Apart from the clinical performance, the powered staplers also consumed fewer medical materials compared to the manual staplers. NEOVEIL, made of polyglycolic acid, is a bioabsorbable mesh sheet that has been used for surgical suturing or tissue strengthening [25]. One thing to note is that a higher consumption of NEOVEIL usually indicates a high incidence of intraoperative complications. In our study, we observed that the GST group was associated with significantly fewer consumption of NEOVEIL. Our finding is consistent with few studies have focused on the consumption of surgical supplies [19, 20]. For example, in a propensity score-matched study, Shigeeda et al. reported that the use of powered staplers was associated with less fibrin glue consumption [20] (fibrin glue is a biological adhesive that is used for hemostasis).

In addition, the surgeons’ choice of the staplers also played an important role in interpreting the results. This study is a non-interventional study, therefore, surgeons would choose the staplers based on their preference and the difficulty of the surgical procedures. In general, surgeons tend to use GST staplers for patients with COPD, pleural adhesion, emphysema, or deep-seated tumor. Therefore, even if we controlled for baseline characteristics such as the complications and the complexity of pneumonectomy, the proportion of complicated surgical procedures was still higher in the GST group (not statistically significant), which confirmed the better clinical performance of the GST stapler and partially explained why there were no significant differences in some of the secondary outcomes such as the length of stay.

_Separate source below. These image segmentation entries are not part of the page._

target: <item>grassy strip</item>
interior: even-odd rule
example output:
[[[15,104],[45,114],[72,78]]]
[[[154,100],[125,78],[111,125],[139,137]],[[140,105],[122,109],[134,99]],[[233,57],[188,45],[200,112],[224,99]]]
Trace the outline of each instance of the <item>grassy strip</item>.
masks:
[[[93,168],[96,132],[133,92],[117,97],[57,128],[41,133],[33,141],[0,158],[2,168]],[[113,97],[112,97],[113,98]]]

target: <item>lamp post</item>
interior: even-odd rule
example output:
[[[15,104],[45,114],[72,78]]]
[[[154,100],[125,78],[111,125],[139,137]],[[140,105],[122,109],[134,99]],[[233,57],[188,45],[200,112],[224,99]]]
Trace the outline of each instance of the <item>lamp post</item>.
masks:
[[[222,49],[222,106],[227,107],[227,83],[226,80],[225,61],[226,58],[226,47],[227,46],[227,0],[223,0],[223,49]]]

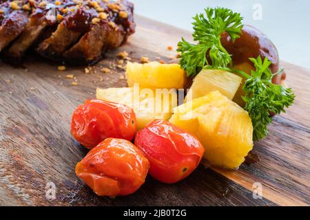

This study has some limitations. One limitation is the absence of intraoperative leakage as a major outcome, given that no data were available on it and the study team cannot reliably recall the occurrence of this event. Secondly, The small sample size of this study prevent some comparisons from making statistical inference. In addition, given the nature of non-randomized study, we cannot randomize the stapler choice in the study design. Due to surgeons’ selection preference, there was a major selection bias for stapler choice in different surgical procedures and the study population was not representative as all the patients were from the single clinical site. For instance, surgeons chose to use GST power stapler in single port segmentectomy, and non-GST stapler in multi-port lobectomy. Owing to this selection of preference, we cannot compare the effectiveness of GST system between different procedures (i.e., single port segmentectomy vs multi-port lobectomy). Thus, the sample in this study had different surgical procedures (multi-port segmentectomy and single-port lobectomy). Ideally for this study, the effect of GST system would have been examined in comparable surgical procedures in order to eliminate the effect of surgeons’ difference/preference. Finally, information bias might occur due to the nature of retrospective study, although quality checks were implemented to reduce it. Moreover, a causal linkage could not be drawn between the use of GST system and better clinical outcomes as this study was an observational retrospective cohort study and so further prospective studies are needed.

Conclusion

The use of GST system for pulmonary resection among lung cancer patients were associated with significantly lower risk for intraoperative bleeding, intraoperative interventions, and fewer NEOVEIL uses, compared with manual staplers. Future prospective clinical studies are needed to examine the clinical and economic outcomes on the use of the new stapling system.